The debate regarding the importance of preserving the blood supply to the femoral head (FH) and neck during hip resurfacing arthroplasty (HRA) is ongoing. Several surgeons continue to advocate for the preservation of the blood supply to the resurfaced heads for both the current HRA techniques and more biologic approaches for FH resurfacing. Despite alternative blood-preserving approaches for HRA, many surgeons continue to use the posterior approach (PA) due to personal preference and comfort. It is commonly accepted that the PA inevitably damages the deep branch of the medial femoral circumflex artery (MFCA). This study seeks to evaluate and measure the anatomical course of the ascending and deep branch of the MFCA to better describe the area in danger during the posterior approach.

Methods

In 20 fresh-frozen cadaveric hips, we cannulated the MFCA and injected a urethane compound.
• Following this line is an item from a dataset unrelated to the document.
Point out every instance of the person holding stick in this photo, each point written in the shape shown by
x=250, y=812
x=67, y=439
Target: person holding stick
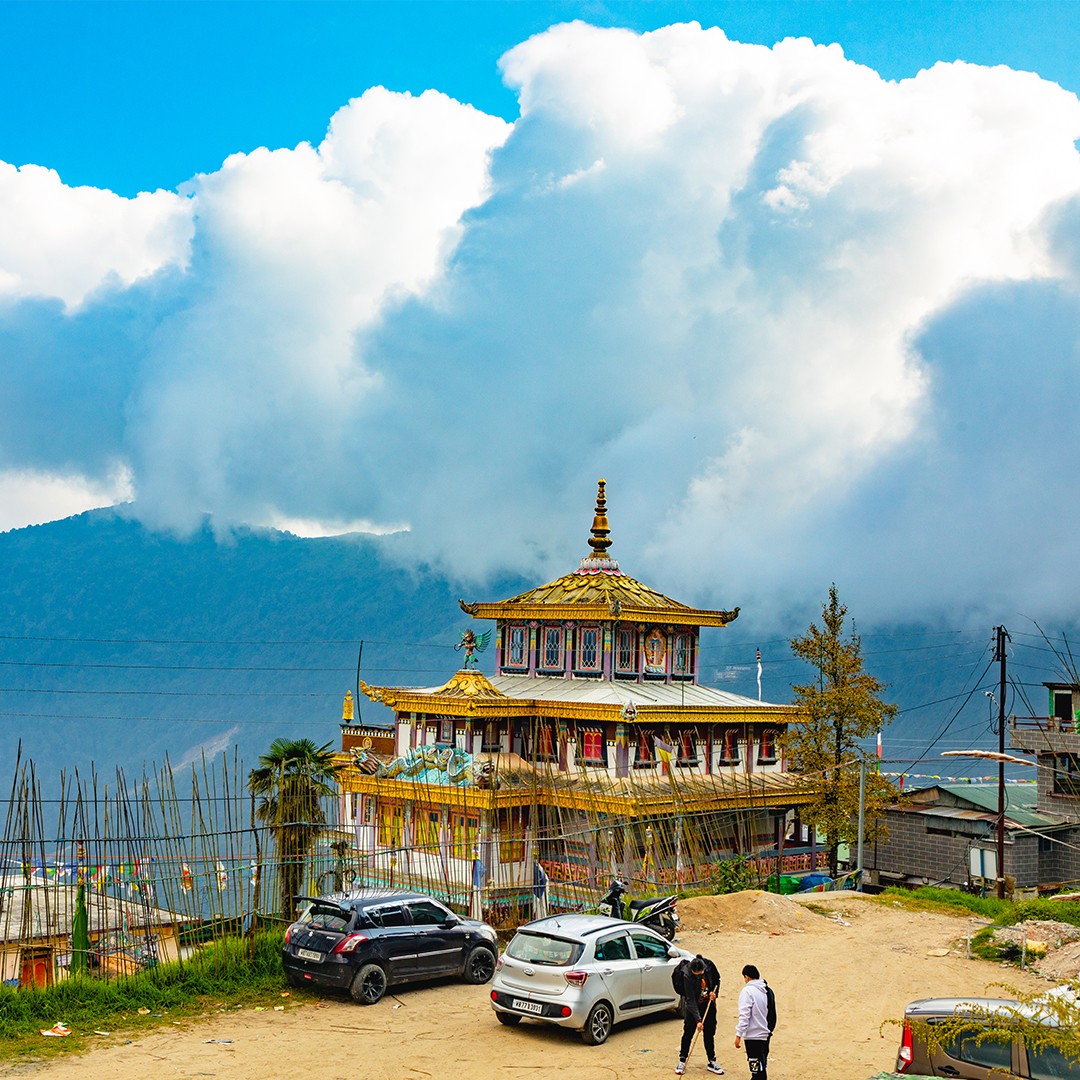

The Kocher-Langenbeck approach was used in all specimens. The deep branch of the MFCA was identified at the proximal border of the QF and measurements were taken. The QF was incised medially and elevated laterally, maintaining the relationship of the ascending branch and QF, and distances from the lesser trochanter were measured. The deep branch was dissected and followed to its capsular insertion to assess the course and relation to the obturatur externus (OE) tendon and the conjoint tendon (CT) of the short external rotators.